The Northern Star Resources Ltd (ASX: NST) share price is down 11% after the ASX gold share’s weak FY26 update.
Northern Star Resources is one of the world’s largest gold miners. It has operations across Australia and North America.
Weak production and guidance update
The gold miner said that the December quarter’s gold sales were impacted by a “number of isolated negative events”. Northern Star Resources said that total sales were around 348,000 ounces in the quarter, resulting in FY26 first-half gold sales of around 729,000 ounces.
Due to the softer operational performance, the ASX gold share decided to revise its annual production guidance to between 1.6 million ounces to 1.7 million ounces of gold. This was reduced from guidance of between 1.7 million ounces to 1.85 million ounces.
What happened to the gold production?
On top of the previously disclosed events at Jundee and South Kalgoorlie, which collectively felt a production impact of 20,000 ounces, the quarter was affected by several unplanned maintenance and operational challenges.
Northern Star Resources said its Kalgoorlie project was impacted by a failure of the primary crusher at the processing plant, which hurt production for four weeks. It’s expected to return to normal operations in early January.
The ASX gold share said that Kalgoorlie’s production is expected to remain variable during the second half as it transitions from the existing plant to the new expanded million, which is on track for commissioning in early FY27.
The company also said that South Kalgoorlie operations returned to normalised underground mining during December after the wall slip event.
At Jundee, recovery works have taken longer than expected, with up to a 20,000 ounce impact, with a return to normal operations now expected during the March quarter after a structural failure of the crushing circuit in early October.
With Thunderbox, gold sales were impacted by continued lower mined grades from the Orelia open put and unplanned processing downtime associated with carbon-in-leach tank failures.
Pogo gold sales were affected by lower mined grades due to underground mining dilution.
The company said that it will provide quarterly costs and revised annual cost guidance as part of the quarterly update to be released on 22 January 2026. Lower production is likely to mean higher costs per ounce of gold, in my view.
Is this the Northern Star Resources share price a buy?
The gold price has soared over the past year or two, which has boosted the profitability potential of gold miners.
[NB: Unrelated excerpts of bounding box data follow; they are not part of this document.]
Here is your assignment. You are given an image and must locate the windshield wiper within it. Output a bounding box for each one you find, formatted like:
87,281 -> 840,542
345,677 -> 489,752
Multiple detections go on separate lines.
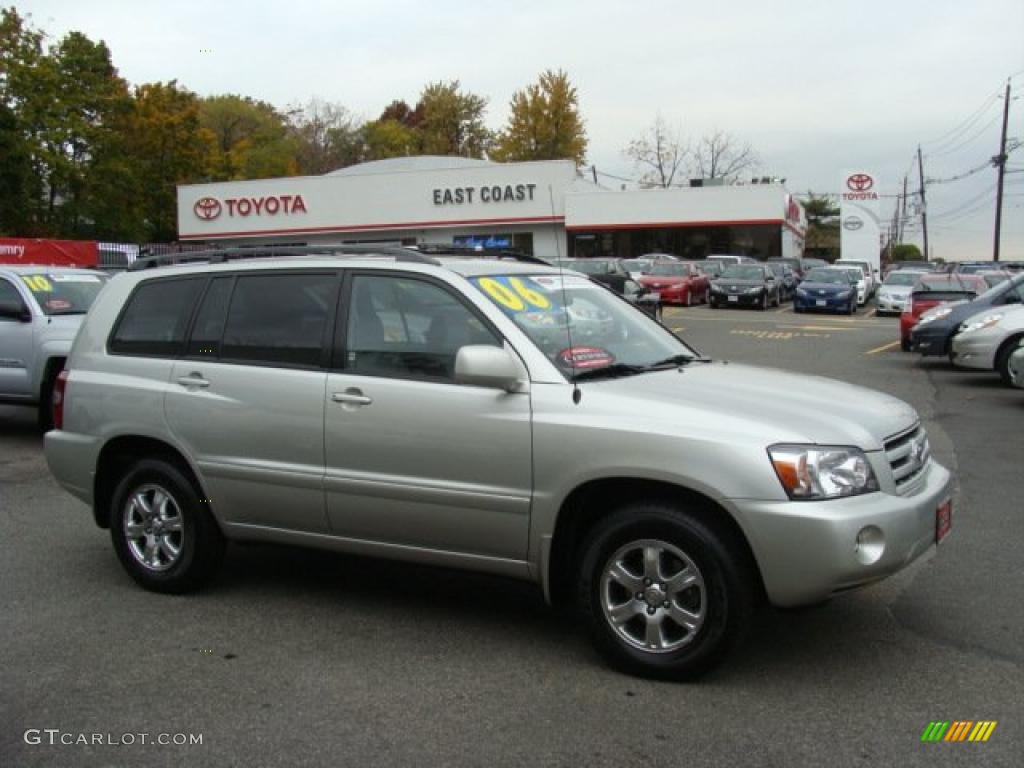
572,354 -> 711,381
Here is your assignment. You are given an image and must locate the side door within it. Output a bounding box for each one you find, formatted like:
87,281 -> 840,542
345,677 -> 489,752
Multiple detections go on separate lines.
0,278 -> 36,399
325,271 -> 532,560
165,270 -> 340,532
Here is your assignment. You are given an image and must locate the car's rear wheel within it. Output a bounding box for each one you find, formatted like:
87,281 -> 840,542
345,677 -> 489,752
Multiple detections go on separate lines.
110,459 -> 224,593
580,503 -> 756,680
995,334 -> 1024,387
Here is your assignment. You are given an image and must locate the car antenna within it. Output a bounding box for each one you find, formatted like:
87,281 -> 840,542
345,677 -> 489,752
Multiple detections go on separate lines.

However, they are still in danger of mining risks, as we’re seeing from Northern Star Resources.
The company described these issues as one-offs and they do appear to be fixable, but it’d be unwise to expect a miner to never face issues.
We can still see the Northern Star Resources share price is up 55% in the past year, so I don’t think it can be called cheap. But, the sell-off could prove to be a good time to look at the miner if the gold price maintains its strength (or rises even further). But, there are other ASX growth shares I’d rather buy which offer a better risk-reward opportunity.